•TWENTY TWO•

4.5K 267 0
                                    

   Gengsi & Ego

💥💥💥

   Gita merasa ada yang menahan lengannya hingga ia tidak bisa melangkah lebih jauh lagi.

   "Apa?"bentaknya, lalu menyentak tangan itu. Bagian belakang sekolah ini sunyi membuatnya tidak perlu bersusah payah menjaga image.

   "Gue minta maaf."ucapnya, membuat Gita tertawa setengah percaya.

   "Segitu mudahnya?"

   Erigo berusaha membuat Gita menatapnya. "Gue nggak sadar kalau sudah kelewat batas."

   "Oh ya? Bukannya lo ngelakuin sesuatu yang menurut lo menyenangkan tanpa mikir perasaan orang lain?"

   Ya. Dia tahu kalau sifat egoisnya bisa tumbuh kapan saja.

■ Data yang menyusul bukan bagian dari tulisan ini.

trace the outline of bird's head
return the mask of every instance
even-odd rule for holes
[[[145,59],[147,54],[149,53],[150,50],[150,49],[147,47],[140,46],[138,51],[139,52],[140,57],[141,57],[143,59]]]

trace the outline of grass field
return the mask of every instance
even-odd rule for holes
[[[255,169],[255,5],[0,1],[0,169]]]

   "Makanya gue minta maaf."lirih Erigo jenuh. "Akhir-akhir ini perasaan gue lega, terlepas dari semua masalah gue selama ini. Gue kira karena keisengan gue membuat semua itu."

   "Setelah gue pikir-pikir, ternyata ada lo yang akhir-akhir ini ada di dalam hidup gue."

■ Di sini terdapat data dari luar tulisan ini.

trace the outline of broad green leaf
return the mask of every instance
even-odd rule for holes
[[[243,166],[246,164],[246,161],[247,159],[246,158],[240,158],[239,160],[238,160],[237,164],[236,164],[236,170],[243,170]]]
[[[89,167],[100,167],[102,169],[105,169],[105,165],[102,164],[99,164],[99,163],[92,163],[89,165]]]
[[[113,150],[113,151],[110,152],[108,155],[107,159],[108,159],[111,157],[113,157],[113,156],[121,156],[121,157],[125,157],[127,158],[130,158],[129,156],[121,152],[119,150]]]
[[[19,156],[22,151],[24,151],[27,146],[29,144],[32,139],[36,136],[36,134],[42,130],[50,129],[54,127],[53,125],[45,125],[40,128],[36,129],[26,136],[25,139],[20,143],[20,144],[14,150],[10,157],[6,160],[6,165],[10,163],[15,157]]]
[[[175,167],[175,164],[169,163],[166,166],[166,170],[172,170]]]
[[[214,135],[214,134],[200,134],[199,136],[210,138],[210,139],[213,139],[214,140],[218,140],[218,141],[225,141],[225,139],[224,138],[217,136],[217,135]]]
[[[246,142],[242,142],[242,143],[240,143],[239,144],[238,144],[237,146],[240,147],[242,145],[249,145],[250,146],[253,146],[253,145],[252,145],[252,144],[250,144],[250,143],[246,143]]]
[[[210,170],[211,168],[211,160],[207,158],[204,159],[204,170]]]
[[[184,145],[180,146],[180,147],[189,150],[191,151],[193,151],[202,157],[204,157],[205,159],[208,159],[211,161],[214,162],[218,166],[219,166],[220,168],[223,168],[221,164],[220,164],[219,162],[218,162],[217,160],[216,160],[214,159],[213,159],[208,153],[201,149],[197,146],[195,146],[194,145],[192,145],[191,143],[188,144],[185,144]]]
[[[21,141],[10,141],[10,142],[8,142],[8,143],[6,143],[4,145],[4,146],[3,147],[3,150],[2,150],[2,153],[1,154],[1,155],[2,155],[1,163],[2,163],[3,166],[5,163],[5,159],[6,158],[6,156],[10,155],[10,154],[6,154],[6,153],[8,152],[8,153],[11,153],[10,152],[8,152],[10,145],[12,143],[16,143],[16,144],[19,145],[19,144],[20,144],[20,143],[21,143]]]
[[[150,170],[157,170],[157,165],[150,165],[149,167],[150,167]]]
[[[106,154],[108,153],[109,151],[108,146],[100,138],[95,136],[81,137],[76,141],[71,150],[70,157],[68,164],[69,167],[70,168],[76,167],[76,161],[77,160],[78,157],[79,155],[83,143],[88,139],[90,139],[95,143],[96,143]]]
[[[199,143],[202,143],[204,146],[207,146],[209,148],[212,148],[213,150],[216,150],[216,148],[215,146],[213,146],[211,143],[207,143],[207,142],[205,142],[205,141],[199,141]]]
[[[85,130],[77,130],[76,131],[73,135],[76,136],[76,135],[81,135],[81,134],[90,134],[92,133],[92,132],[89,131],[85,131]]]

   Raut wajah Gita berubah ketika melihat Erigo yang sekarang tersenyum sendu.

   "Lo bikin gue penasaran. Kenapa lo dijuluki Dewi Matematika ketika murid-murid yang lain malah membencinya? Kenapa lo sangat keras belajar padahal lo sudah mampu mendapat nilai sempurna hanya dengan belajar biasa? Kenapa lo terlihat seperti baja tetapi di mata gue terlihat seperti kapas?"

   Gita menatap Erigo dengan tatapan lemah.

   "Karena kehidupan kita berbeda, Go."ujar Gita dengan raut wajah yang tidak bisa terbaca. Tidak tersirat.

   Ia mengambil langkah menjauhi Erigo, sebelum semuanya keluar oleh mulutnya sendiri.

   "Lo tahu, Git? Sekeras apapun lo mikir keadaan lo yang paling buruk, ada sekitar sekian milyar manusia di dunia ini yang pengen ngerasaan jadi lo. Kenapa? Karena keadaan mereka yang lebih buruk dari lo."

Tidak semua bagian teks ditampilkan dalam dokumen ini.